Nun ce capeva ppiù un vago de mijjo.5
Le gradinate poi!... Io e mmi’ fijjo
Parémio6 propio du’ purcini ar covo.

     Che accidente de toro! D’otto cani,
A ccinque j’ha ccacciato le bbudella,
E ll’antri l’ha schizzati7 un mio8 lontani.

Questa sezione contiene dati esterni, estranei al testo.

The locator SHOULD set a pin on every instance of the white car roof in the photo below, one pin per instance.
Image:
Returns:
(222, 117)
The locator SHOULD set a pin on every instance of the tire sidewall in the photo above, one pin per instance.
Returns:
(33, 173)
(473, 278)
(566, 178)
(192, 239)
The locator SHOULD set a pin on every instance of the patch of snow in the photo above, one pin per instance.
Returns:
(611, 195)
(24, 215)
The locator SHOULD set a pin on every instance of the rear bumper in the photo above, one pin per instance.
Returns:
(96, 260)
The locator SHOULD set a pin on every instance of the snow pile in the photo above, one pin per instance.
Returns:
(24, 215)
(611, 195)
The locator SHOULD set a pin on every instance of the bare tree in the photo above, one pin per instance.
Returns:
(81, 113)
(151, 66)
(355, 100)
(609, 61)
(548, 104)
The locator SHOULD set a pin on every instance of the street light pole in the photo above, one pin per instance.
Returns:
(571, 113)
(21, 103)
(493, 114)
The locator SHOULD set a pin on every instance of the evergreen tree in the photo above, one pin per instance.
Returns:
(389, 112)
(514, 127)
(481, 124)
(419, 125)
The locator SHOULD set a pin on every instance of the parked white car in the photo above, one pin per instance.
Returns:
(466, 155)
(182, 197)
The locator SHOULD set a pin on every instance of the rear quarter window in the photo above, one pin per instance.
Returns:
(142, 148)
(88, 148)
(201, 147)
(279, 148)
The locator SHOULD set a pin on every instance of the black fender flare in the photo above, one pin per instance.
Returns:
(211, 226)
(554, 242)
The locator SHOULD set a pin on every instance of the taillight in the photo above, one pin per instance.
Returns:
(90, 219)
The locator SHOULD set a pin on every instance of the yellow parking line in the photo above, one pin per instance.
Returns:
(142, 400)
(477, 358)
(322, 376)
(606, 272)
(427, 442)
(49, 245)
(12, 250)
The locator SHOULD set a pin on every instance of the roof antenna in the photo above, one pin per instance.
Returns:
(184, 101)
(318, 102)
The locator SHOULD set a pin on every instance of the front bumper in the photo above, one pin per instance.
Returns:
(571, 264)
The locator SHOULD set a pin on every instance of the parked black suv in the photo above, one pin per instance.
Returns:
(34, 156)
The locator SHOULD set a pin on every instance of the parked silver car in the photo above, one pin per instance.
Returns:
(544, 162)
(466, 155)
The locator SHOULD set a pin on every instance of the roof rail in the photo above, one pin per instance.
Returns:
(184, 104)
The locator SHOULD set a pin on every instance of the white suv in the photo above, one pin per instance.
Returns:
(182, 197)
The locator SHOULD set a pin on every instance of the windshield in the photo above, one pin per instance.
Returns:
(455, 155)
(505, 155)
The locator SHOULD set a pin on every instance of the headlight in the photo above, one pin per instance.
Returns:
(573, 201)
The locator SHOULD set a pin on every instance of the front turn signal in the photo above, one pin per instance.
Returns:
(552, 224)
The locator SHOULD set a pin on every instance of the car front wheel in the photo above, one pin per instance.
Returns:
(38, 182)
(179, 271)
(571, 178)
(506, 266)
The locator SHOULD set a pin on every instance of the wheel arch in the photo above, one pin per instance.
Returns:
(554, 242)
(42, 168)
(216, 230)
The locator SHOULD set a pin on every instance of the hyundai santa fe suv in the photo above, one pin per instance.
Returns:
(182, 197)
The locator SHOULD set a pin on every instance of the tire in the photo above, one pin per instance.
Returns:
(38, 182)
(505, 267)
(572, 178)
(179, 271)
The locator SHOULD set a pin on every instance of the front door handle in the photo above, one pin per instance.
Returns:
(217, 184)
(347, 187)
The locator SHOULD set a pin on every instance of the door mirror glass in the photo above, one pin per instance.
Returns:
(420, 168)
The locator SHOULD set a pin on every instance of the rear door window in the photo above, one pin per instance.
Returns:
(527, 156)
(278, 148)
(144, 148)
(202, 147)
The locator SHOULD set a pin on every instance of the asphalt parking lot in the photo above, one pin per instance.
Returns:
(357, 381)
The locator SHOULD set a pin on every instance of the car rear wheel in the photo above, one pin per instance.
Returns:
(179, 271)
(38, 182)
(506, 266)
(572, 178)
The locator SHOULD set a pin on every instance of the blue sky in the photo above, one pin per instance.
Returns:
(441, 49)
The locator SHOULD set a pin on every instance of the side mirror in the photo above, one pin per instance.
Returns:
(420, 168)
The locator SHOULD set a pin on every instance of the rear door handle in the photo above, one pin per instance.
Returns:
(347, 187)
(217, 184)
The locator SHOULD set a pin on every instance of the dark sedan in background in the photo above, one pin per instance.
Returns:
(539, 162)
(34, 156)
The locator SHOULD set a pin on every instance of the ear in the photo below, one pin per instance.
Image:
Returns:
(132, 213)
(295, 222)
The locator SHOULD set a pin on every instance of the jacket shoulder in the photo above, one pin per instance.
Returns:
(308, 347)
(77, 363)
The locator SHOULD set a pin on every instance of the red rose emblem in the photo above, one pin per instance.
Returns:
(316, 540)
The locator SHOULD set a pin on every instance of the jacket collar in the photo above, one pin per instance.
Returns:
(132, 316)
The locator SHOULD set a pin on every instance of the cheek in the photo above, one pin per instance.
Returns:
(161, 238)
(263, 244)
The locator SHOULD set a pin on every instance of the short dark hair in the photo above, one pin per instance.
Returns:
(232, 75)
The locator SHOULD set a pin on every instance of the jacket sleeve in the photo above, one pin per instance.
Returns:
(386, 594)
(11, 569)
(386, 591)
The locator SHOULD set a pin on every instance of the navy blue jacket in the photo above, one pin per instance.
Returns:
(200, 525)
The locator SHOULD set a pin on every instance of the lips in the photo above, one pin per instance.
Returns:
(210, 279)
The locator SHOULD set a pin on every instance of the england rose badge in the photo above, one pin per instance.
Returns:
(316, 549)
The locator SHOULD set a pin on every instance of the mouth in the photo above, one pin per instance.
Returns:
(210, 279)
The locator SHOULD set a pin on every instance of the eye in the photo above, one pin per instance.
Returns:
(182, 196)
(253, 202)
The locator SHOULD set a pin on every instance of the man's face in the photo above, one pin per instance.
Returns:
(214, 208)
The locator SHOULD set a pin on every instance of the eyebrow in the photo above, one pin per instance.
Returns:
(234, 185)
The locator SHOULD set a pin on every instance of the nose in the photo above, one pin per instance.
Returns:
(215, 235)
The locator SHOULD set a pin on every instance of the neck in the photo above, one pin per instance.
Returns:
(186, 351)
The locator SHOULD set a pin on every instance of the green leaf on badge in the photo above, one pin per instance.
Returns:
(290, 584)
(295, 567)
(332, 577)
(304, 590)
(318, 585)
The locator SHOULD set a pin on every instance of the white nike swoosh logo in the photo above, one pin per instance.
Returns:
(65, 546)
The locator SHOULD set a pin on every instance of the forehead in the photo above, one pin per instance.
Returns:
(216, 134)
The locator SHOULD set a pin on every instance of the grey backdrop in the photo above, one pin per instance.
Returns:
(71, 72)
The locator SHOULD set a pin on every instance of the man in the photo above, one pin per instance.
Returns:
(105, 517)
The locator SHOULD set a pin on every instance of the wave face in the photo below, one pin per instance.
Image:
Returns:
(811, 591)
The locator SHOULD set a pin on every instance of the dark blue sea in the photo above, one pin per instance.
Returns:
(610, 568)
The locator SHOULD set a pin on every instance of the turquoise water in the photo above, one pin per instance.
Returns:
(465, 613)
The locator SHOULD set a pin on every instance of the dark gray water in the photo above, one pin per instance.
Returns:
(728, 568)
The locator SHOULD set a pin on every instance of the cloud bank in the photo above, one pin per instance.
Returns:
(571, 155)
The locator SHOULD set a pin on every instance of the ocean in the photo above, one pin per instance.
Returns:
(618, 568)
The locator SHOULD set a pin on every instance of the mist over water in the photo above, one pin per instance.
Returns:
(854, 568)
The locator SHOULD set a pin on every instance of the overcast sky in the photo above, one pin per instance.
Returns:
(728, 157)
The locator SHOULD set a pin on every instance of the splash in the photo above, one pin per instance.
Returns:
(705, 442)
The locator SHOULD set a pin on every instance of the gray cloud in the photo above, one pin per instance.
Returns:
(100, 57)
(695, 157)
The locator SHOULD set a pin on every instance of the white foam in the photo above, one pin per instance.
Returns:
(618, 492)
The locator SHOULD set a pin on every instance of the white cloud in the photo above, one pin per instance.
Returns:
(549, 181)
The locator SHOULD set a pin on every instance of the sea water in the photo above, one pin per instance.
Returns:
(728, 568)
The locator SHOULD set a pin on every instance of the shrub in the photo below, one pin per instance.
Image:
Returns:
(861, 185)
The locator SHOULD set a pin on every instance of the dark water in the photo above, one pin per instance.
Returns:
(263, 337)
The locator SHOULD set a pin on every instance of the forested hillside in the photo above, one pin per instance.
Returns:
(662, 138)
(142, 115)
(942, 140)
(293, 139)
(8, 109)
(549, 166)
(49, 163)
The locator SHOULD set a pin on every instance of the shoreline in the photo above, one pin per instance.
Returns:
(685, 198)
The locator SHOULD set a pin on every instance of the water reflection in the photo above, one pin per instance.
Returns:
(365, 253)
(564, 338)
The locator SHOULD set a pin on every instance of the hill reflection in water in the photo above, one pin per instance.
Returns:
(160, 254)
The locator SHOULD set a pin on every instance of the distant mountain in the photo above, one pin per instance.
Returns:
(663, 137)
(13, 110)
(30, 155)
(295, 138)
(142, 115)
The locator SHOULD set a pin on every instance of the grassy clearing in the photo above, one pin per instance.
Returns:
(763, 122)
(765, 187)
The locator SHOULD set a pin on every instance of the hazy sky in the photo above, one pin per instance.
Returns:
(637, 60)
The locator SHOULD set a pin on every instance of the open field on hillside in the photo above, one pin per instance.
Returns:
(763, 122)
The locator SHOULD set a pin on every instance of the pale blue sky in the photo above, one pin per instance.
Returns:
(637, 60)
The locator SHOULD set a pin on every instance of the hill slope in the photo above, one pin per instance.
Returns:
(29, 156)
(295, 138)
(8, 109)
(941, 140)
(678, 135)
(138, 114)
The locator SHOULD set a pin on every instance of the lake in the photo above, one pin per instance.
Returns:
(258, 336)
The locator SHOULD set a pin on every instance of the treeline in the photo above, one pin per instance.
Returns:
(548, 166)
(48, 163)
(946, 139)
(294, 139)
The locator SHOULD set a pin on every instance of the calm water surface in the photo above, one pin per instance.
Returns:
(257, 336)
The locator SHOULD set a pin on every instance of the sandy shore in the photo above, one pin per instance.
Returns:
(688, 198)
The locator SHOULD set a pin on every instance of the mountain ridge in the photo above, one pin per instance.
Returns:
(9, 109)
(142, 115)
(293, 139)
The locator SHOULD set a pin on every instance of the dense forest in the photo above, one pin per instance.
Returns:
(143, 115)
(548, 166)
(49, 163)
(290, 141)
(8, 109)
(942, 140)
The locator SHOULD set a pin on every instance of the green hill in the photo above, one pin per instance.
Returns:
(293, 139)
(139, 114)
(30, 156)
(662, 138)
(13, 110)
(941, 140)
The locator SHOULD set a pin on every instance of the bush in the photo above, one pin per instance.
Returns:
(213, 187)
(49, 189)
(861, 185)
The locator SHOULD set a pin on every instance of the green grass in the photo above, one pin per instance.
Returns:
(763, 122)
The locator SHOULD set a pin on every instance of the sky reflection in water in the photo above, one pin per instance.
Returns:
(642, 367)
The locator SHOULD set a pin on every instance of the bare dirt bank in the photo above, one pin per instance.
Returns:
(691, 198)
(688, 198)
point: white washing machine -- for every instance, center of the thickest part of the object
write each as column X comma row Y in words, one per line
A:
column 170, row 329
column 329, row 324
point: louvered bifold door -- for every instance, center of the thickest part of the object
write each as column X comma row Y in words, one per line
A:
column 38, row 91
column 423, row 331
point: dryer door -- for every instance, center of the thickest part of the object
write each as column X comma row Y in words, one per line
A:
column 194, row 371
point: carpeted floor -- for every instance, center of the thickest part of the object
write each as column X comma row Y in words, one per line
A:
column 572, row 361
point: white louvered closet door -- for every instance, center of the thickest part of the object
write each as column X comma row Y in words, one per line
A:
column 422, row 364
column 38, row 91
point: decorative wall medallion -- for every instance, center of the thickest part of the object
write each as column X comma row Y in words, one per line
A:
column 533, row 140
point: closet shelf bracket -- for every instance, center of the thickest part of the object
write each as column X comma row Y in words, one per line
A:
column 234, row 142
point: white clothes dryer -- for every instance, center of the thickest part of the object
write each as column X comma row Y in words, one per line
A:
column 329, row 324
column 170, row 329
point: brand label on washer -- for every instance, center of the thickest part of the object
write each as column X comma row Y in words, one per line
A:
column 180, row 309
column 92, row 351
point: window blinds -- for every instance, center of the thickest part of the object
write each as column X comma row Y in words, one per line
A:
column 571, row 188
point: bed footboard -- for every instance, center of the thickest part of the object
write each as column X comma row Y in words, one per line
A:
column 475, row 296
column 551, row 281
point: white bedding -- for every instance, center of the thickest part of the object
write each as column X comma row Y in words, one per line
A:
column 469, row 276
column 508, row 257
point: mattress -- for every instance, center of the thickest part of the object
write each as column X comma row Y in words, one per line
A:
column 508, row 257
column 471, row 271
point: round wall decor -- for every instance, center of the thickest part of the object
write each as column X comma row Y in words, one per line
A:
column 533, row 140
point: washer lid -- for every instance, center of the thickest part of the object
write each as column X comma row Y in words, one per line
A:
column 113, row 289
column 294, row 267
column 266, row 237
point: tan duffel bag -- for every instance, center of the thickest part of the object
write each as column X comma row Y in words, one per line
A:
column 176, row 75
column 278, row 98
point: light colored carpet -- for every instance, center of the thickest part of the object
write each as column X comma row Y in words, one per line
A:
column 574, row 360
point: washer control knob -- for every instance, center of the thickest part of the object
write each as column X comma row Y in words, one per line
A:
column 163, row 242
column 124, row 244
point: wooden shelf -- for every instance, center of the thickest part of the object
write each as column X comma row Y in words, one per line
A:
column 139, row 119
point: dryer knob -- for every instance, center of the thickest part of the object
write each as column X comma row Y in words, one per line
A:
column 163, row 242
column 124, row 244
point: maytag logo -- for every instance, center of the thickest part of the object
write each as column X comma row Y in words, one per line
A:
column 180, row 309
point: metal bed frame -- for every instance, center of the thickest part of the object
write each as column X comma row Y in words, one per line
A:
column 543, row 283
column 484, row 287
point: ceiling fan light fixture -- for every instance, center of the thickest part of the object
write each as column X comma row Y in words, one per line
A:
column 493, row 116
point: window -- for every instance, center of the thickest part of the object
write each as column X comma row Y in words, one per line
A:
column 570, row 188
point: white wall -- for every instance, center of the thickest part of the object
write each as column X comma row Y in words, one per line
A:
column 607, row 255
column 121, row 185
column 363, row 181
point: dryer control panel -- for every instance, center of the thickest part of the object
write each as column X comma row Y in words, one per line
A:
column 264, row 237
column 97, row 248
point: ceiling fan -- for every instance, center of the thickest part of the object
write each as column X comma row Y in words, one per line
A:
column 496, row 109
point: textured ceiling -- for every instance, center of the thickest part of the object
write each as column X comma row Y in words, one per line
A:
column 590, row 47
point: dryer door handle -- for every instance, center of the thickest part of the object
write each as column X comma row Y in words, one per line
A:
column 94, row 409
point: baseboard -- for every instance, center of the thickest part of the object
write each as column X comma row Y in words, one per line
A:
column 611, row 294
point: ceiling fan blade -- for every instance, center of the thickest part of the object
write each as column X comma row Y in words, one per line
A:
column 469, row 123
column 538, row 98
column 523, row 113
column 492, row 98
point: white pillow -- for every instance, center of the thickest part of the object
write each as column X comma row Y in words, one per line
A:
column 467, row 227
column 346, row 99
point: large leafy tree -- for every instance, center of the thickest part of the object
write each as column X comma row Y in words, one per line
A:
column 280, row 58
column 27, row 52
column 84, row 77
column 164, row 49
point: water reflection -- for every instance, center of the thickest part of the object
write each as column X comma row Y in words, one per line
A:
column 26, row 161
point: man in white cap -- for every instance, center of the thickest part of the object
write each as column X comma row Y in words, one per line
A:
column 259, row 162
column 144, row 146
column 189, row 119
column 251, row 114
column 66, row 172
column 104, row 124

     E cquer majjóne9 vòi ppiù ccosa bella?
Eppoi, lo vederai doppodomani:
Bbast’a ddì c’ha sfreggnato10 Ciniscella!11

25 novembre 1831.

  1. Anfiteatro detto di Corèa, dal palazzo già della famiglia di quel nome, al quale è aderente. È fabbricato sugli avanzi del famoso Mausoleo di Augusto.
  2. [Bartolommeo.]
  3. [Cioè, quattr’ore prima dell’avemmaria, e due circa prima della giostra, che si cominciava verso le ventidue.]
  4. Calca.
  5. [Un baco, un chicco, di miglio.]
  6. Parevamo.
  7. In senso attivo: “scagliàti.„
  8. Un miglio.
  9. Toro castrone.
  10. Ferito con lacerazione.
  11. Cinicella, soprannome di un famigerato giostratore nativo di Terni. [Non trovo che questo fatto accadesse nell’anno in cui il sonetto fu scritto, e che è il primo del pontificato di Gregorio XVI. Dovette però accadere poco tempo innanzi, perchè il Moroni nel suo Dizionario (vol. LXXIII, pag. 249), parlando appunto dell’Anfiteatro Corèa, dice che Leone XII e Pio VIII, cioè i due immediati predecessori di Gregorio, “proibirono le giostre,... per eliminare le disgrazie che vi accadevano.„ Dalle quali parole impariamo pure, che se Pio VIII riproibì, Leone XII non era stato su questo punto ubbidito più di altri suoi predecessori. E per quanto il Moroni aggiunga che "il divieto si estese alle provincie dello Stato pontificio,„ a Terni almeno, patria di Cinicella e che dette sempre i più bravi giostratori, il barbaro divertimento fu in uso fin circa il 1860; e una giostra sulla piazza di Todi, ridotta appositamente ad anfiteatro, la vidi io da bambino, il 25 ottobre 1848; e un’altra, più scherzo che giostra, ce ne vidi l’anno dopo, sotto il Governo repubblicano, quando in mezzo alla piazza fu appeso a una corda un grosso fantoccio rappresentante il Radetzky, che naturalmente venne sbudellato dai tori.]